Kent konseyleri ilk kurulduklarında haklı olarak yerel siyasetin sessiz devrimi olarak nitelendirilmişlerdi. Böylece kentin gerçek sahipleri yerel yönetimlerine katılabilecek, hesap sorabilecek, kent konseyleri aracılığı ile katılımcı ve doğrudan demokrasiyi hayata geçirebileceklerdi.
Ancak ülkemizde ki süreç böyle işlemedi ne yazık ki.
Çünkü Kent konseylerine benzer oluşumlar daha çok gelişmiş demokrasiler için düşünülmüştü. Örnekleri batı Avrupa ülkelerinde var ve oralarda oldukça saygın bir konuma sahipler. Bizim gibi demokrasiyi tam içselleştirememiş toplumlarda yerel yöneticiler, bu kurumları ya herhangi bir dernekmiş gibi, ya da hesap soracak, sorun yaratabilecek, sesi kısılması gereken kurumlarmış gibi değerlendiriyor ve öyle davranıyorlar. Yerel yöneticilerin bu yaklaşımı konseylerin halk arasındaki algı ve itibarını olumsuz etkiliyor, dolaylı olarak kent demokrasisine uzun vadede kalıcı, onarılması güç zararlar da veriyor.

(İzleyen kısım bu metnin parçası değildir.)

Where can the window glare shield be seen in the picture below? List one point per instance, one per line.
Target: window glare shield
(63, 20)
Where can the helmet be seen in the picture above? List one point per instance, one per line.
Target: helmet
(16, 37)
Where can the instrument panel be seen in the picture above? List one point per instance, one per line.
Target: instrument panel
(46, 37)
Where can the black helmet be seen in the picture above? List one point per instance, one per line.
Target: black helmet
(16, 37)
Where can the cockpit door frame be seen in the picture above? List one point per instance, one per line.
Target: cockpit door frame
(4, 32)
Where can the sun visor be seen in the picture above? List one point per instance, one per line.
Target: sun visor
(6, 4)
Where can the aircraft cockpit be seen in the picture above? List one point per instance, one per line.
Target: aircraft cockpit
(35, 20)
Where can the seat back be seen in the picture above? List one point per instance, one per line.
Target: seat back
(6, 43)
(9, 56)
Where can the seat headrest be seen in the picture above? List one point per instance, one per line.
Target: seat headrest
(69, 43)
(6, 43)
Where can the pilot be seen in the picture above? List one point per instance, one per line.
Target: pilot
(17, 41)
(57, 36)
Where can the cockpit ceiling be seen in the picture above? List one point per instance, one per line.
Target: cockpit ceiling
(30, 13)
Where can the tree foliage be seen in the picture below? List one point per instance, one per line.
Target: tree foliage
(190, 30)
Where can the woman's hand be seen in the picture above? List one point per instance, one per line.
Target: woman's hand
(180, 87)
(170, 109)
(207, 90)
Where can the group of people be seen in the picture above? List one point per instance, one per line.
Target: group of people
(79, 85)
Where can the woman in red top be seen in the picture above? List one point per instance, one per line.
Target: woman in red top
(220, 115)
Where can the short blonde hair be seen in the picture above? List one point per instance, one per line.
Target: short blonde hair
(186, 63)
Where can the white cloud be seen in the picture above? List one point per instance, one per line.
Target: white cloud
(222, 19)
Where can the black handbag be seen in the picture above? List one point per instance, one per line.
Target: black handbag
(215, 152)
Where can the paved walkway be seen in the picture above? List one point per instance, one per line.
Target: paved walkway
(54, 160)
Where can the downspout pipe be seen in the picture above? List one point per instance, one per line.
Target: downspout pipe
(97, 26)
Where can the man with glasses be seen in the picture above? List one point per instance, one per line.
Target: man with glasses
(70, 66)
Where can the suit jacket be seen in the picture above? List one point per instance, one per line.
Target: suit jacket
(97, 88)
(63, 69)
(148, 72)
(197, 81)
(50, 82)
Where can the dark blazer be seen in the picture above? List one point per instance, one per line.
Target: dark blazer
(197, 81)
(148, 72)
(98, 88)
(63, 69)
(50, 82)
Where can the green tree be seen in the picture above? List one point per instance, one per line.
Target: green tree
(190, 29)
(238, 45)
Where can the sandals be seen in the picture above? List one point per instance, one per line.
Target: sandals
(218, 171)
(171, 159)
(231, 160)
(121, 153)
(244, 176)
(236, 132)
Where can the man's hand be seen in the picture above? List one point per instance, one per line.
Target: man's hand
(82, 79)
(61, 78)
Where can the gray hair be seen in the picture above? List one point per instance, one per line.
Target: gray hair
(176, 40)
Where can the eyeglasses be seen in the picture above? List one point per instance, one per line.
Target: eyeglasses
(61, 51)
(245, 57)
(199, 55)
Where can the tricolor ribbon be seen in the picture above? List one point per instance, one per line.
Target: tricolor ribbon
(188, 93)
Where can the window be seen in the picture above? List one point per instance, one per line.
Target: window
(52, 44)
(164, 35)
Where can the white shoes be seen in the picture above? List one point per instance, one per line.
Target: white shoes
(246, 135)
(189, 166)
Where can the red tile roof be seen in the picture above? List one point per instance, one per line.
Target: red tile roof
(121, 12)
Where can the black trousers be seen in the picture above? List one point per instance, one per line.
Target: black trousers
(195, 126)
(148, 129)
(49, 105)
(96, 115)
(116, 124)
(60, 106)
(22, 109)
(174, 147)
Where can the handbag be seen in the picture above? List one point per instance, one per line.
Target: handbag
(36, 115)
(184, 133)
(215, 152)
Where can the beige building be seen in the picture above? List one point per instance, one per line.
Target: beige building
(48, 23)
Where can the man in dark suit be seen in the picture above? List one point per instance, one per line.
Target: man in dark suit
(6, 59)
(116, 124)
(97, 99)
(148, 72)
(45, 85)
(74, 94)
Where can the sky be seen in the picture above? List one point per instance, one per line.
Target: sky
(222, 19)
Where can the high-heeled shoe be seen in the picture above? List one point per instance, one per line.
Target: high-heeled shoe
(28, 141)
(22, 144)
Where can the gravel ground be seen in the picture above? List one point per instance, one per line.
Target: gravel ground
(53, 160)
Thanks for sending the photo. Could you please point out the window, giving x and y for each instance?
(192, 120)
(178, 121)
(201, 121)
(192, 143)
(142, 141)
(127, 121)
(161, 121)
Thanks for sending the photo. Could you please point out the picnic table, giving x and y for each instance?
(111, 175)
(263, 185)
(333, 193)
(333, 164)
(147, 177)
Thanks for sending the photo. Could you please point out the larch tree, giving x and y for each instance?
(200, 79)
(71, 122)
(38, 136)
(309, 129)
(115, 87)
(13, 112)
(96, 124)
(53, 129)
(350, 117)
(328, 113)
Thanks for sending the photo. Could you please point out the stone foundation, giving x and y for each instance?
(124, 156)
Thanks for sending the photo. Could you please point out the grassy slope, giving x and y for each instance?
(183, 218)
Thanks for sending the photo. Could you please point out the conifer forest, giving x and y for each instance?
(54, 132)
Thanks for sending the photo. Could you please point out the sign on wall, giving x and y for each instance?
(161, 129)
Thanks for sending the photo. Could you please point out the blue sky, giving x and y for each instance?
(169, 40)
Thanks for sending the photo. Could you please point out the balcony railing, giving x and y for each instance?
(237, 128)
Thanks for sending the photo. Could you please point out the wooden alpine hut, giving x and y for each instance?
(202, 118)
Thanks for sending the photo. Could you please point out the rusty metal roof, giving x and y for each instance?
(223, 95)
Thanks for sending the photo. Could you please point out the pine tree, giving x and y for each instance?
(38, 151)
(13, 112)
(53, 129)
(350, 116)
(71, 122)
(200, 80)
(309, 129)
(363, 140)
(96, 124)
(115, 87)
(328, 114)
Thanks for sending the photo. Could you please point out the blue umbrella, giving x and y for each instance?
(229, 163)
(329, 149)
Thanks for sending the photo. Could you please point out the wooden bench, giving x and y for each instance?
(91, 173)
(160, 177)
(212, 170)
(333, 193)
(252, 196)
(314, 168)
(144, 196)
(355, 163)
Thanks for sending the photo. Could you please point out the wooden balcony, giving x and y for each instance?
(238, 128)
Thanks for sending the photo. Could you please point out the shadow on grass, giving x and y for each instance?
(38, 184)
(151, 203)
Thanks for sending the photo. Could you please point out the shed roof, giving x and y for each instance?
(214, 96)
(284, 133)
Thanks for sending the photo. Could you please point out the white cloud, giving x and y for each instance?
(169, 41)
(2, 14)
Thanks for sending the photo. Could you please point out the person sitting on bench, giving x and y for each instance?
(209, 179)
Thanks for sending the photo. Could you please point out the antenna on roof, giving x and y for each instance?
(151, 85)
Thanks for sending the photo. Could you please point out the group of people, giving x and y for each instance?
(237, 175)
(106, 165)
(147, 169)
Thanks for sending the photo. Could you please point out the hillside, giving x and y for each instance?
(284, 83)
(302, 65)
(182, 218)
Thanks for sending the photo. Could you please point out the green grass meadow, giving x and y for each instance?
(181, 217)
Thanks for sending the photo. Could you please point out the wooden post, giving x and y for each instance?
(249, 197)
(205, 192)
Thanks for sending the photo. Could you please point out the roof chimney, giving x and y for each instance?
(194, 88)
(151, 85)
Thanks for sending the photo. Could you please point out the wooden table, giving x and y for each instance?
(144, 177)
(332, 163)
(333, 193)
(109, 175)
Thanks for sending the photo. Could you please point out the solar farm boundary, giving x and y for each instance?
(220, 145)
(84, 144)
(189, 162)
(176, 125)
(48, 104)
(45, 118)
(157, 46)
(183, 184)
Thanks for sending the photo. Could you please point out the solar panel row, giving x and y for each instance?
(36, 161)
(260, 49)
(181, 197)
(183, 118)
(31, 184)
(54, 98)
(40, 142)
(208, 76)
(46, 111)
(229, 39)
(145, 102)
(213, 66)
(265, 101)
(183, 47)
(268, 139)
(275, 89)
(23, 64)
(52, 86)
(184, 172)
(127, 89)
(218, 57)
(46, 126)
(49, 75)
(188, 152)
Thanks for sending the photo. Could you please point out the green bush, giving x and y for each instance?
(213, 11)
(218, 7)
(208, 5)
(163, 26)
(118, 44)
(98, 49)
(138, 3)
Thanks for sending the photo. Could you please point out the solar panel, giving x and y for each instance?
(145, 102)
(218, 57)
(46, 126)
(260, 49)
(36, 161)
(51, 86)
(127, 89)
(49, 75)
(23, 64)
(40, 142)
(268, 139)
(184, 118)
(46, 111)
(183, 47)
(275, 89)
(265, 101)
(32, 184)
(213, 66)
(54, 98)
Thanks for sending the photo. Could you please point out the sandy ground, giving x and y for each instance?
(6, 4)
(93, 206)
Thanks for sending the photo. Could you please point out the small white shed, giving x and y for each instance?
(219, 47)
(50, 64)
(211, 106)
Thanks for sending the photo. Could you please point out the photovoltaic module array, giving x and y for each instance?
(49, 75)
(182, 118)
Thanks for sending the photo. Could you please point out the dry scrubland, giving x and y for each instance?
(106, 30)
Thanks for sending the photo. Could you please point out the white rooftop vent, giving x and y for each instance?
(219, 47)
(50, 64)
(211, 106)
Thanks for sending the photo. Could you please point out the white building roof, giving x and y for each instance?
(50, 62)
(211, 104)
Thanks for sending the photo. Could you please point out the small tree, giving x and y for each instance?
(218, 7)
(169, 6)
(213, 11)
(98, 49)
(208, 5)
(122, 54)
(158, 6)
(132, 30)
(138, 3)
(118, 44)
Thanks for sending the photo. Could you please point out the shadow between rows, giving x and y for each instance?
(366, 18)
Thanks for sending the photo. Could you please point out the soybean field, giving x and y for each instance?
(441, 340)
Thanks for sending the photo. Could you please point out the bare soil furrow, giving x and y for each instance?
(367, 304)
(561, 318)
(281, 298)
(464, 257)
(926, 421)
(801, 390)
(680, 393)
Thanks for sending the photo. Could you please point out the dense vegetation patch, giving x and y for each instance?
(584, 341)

Durum böyle olunca, kaderi yerel siyasetçilerin eline terkedilmiş kent konseyleri, bırakın sessiz devrim yaratmayı, varlıklarını sürdürme çabası içine düşen kurumlara dönüştüler. Bir dönemin köy enstitüleri ruhunu içinde barındıran kentlerin bu halk meclisleri, umarım bir gün onlarla aynı kaderi paylaşmazlar. Bu yüzden kent konseylerine sahip çıkmak, ülke geleceği ve demokrasisi açısından her aydınım diyen vatandaşın görevi olmalıdır. Teknoloji ve demokrasilerin çok daha gelişmiş olduğu geleceğin dünyasındaki kentleri, kent konseylerine benzer oluşumların yöneteceğini söyleyenler şimdiden çoğalmaya başladı bile…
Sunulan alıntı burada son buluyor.